To keep all calculations in 1-based form, we use:
(josephus(n - 1, k) + k - 1) % n + 1
This adjustment ensures the result remains valid in 1-based indexing throughout the recursion.
Iterative Solution
The same recurrence can be computed iteratively.
class Solution {
public:
int josephus(int n, int k) {
int ans = 0;
for(int i = 2; i <= n; i++) {
ans = (ans + k) % i;
}
return ans + 1;
}
};
Why the Iterative Version Is Better
The recursive solution creates a recursion stack of depth:
n
The iterative solution computes the same recurrence without recursion.
Benefits
Complexity Analysis
Recursive Solution
Time Complexity
O(n)
Space Complexity
O(n)
due to the recursion stack.
Iterative Solution
Time Complexity
O(n)
Space Complexity
O(1)
Mathematical Pattern
The Josephus Problem is one of the most famous recurrence-based problems.

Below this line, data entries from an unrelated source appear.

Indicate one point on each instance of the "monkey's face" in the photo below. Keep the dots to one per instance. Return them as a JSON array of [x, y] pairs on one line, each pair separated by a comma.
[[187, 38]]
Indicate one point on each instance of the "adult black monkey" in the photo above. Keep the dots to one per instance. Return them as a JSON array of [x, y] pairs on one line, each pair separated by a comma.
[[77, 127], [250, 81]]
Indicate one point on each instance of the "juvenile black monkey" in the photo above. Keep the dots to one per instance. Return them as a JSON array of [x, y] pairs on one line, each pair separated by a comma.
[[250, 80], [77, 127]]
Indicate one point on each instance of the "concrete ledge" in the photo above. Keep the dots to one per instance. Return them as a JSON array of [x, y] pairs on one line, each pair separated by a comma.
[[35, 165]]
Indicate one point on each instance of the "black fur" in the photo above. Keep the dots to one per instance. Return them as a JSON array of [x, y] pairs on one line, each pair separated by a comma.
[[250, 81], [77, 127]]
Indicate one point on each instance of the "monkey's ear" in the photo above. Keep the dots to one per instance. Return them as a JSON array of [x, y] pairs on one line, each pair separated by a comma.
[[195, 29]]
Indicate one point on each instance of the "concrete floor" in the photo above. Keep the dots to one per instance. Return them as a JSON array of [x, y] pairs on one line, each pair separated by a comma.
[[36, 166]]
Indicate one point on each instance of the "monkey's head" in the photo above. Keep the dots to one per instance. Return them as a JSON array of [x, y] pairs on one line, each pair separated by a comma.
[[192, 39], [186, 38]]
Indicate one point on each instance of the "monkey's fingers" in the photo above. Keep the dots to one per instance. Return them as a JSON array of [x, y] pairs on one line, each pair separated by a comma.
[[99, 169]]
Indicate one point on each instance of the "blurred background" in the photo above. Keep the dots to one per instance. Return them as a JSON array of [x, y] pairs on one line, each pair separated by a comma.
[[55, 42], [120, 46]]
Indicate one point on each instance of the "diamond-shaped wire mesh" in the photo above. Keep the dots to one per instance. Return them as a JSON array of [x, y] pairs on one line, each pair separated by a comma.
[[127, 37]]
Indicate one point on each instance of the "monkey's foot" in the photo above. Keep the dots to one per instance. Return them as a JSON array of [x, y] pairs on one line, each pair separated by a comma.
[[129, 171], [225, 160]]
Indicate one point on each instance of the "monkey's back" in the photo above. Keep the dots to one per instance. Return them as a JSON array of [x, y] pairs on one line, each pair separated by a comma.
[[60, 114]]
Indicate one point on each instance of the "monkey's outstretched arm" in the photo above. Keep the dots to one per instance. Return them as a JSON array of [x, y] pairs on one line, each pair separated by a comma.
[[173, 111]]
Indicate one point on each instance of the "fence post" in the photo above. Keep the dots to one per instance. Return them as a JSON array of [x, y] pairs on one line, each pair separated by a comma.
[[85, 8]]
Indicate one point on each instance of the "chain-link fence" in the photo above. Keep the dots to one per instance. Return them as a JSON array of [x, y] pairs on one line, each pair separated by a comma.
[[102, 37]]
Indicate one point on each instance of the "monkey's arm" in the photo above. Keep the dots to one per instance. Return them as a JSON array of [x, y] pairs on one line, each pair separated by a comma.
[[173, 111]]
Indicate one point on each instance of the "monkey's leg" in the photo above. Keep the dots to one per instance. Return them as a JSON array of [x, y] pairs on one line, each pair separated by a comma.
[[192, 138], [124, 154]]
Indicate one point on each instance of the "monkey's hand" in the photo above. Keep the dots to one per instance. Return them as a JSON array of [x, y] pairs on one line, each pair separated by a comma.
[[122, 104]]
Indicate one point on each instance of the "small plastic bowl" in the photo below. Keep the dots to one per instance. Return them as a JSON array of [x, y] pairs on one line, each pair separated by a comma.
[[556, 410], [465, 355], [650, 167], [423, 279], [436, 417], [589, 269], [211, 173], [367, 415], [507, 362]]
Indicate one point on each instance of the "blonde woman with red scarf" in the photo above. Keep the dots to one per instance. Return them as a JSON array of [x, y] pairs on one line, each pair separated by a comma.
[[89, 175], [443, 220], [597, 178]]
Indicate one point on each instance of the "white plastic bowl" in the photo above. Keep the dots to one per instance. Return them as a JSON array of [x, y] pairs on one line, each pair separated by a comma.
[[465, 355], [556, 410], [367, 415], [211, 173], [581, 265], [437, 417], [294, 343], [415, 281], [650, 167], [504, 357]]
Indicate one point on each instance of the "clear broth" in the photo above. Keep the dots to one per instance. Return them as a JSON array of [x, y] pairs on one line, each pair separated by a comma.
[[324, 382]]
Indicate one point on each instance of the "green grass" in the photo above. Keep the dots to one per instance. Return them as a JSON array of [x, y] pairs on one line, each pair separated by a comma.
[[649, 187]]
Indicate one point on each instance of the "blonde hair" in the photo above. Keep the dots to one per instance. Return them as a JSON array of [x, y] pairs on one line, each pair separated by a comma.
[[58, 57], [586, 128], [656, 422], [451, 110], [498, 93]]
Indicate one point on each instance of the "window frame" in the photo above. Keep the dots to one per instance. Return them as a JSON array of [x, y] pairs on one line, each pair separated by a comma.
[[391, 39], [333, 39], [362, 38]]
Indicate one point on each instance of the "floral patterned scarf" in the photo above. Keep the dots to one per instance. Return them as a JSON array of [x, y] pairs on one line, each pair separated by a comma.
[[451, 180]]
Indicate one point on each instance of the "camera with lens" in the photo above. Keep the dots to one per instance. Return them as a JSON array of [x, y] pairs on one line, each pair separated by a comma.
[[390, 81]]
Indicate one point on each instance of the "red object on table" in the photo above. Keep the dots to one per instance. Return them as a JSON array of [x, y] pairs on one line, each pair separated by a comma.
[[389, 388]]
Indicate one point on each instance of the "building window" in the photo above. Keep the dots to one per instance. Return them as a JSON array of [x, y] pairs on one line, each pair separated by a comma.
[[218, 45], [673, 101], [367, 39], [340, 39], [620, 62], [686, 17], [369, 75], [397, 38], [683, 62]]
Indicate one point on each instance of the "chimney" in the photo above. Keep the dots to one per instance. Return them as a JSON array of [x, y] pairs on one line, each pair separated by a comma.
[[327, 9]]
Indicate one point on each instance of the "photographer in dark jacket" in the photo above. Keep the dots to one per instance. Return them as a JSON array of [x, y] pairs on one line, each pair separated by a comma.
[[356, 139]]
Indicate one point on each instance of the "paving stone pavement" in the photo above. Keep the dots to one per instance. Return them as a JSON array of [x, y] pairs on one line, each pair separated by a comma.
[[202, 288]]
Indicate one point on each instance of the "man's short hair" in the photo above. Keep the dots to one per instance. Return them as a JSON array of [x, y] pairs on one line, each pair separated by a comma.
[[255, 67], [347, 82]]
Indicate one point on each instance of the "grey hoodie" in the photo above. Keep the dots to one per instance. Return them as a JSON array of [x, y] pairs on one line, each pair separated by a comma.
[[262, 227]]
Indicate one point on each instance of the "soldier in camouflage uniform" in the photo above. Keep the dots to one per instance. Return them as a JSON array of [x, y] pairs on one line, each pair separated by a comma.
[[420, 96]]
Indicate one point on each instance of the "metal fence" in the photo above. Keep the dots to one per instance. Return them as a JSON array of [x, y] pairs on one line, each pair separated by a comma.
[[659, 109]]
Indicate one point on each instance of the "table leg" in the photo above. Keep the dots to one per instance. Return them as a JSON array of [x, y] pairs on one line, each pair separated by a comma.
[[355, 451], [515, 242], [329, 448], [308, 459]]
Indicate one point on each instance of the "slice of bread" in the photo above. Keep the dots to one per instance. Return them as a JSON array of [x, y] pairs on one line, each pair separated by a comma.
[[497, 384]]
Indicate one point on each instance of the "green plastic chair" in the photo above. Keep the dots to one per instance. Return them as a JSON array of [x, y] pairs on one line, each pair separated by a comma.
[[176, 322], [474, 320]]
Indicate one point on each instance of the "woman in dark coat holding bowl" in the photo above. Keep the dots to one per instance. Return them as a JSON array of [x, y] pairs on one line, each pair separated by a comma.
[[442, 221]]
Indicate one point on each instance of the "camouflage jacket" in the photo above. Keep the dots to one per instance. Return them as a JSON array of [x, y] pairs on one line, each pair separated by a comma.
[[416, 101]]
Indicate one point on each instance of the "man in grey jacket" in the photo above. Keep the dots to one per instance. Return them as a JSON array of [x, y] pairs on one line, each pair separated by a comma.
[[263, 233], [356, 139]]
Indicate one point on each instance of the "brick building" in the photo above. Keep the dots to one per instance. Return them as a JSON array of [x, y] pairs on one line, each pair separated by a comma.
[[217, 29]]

It teaches important concepts such as:
The core transformation is:
Large Problem
↓
Smaller Circle
↓
Shift Survivor Position
↓
Original Answer
Interview Takeaway
Whenever a problem involves:
Circular elimination.
Repeated removals.
Survivor position.
Rotation after deletion.
Think about:
Recursive Reduction + Modular Arithmetic
The Josephus recurrence:
J(n,k)=(J(n-1,k)+k)\bmod n
is one of the most important formulas in competitive programming and technical interviews.
Key Formula to Remember
For 0-Based Indexing
J(1,k)=0
and
J(n,k)=(J(n-1,k)+k)\bmod n
For 1-Based Indexing
Answer = J(n, k) + 1
This computes the survivor in linear time without simulating eliminations.
Key Takeaway
The crucial insight is that after each elimination, the remaining people form a smaller Josephus problem. By solving the smaller problem and shifting the survivor's position using modular arithmetic, we obtain an elegant recurrence that avoids expensive simulation. This transforms a seemingly complex circular elimination process into a simple O(n) solution.
Summary
The Josephus Problem asks us to determine the last surviving person in a circle after repeatedly eliminating every k-th person. Instead of simulating the eliminations, we use a mathematical recurrence based on modular arithmetic. The recurrence relation allows us to build the answer from smaller subproblems, resulting in an efficient O(n) solution. The iterative version is generally preferred because it achieves the same result with constant extra space.